La levée de fonds n’est pas une fin. C’est une feuille de route.
L’histoire est plus que connue : une entreprise en forte croissance lève un tour significatif, accueille de nouveaux actionnaires, définit un plan ambitieux. Et puis, quelques mois plus tard, les décisions quotidiennes reprennent le dessus. Les roadmaps s’allongent, les priorités se multiplient, les urgences prennent le pas sur la stratégie. Le cap initial s’estompe. Pourtant, il n’a pas disparu : il s’appelle la thèse d’investissement.
Cette thèse, c’est le contrat tacite entre les investisseurs et les dirigeants. Elle formalise une conviction : « en investissant dans cette entreprise, nous pensons pouvoir créer X valeur en Y années, en activant tel ou tel levier ». Cette conviction n’est pas un détail annexe. C’est la boussole. Et dans les entreprises soutenues par des fonds de private equity, c’est aussi un chronomètre.
Or, très souvent, cette boussole est perdue de vue dès la première année post-investissement. Non par malveillance, mais par friction opérationnelle. Le lancement d’un nouveau produit, l’ouverture d’un marché, une acquisition, une crise interne — tout cela détourne l’attention. L’entreprise agit, parfois efficacement. Mais elle agit à côté de sa propre trajectoire. Elle optimise en local, alors qu’elle doit maximiser en global.
Rester aligné avec la thèse d’investissement, ce n’est pas renoncer à l’agilité. C’est savoir trier entre les bonnes idées et les idées utiles maintenant. Ce n’est pas refuser d’innover. C’est choisir où investir son temps, son cash, ses talents. C’est rappeler que tout projet — même excellent — est une distraction s’il n’accélère pas directement la réalisation du plan.

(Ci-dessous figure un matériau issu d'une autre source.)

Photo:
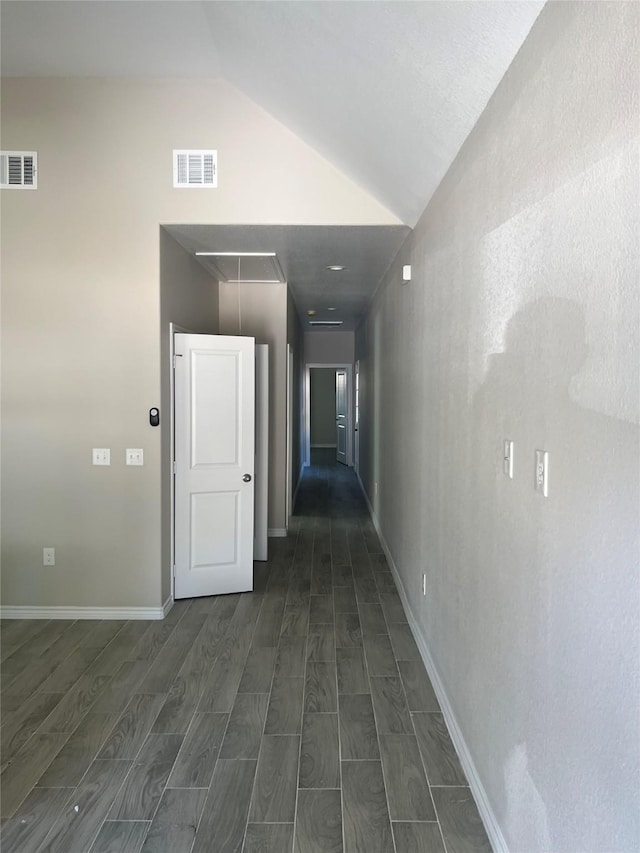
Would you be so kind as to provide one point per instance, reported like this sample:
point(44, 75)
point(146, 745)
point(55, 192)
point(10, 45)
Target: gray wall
point(81, 358)
point(322, 397)
point(260, 310)
point(521, 322)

Ce rappel ne doit pas venir uniquement du board. Il doit être intégré à la gestion quotidienne. Les meilleurs dirigeants utilisent la thèse d’investissement comme filtre. Lorsqu’un manager propose une nouvelle initiative, ils posent la question simple : en quoi cela sert-il le plan ?. Pas pour bloquer, mais pour arbitrer.
Ce cadre est particulièrement critique dans les dernières années d’un cycle de détention. À deux ans d’un exit, il ne s’agit plus de poser les fondations d’un projet à cinq ans. Il faut renforcer l’existant, lisser les métriques, sécuriser les revenus récurrents. C’est un exercice de discipline, pas d’exploration. Certains fondateurs s’en accommodent mal, préférant l’adrénaline à la rigueur. Mais ceux qui acceptent cette logique en tirent une double récompense : un multiple plus élevé, et une crédibilité renforcée pour leur prochain projet.
Une entreprise bien gérée n’ignore pas ses idées nouvelles. Elle les note, les classe, les priorise. Mais elle choisit le bon moment pour les activer. La thèse d’investissement n’est pas une cage. C’est une trajectoire à optimiser. Et elle est d’autant plus efficace qu’elle est rappelée, expliquée, partagée.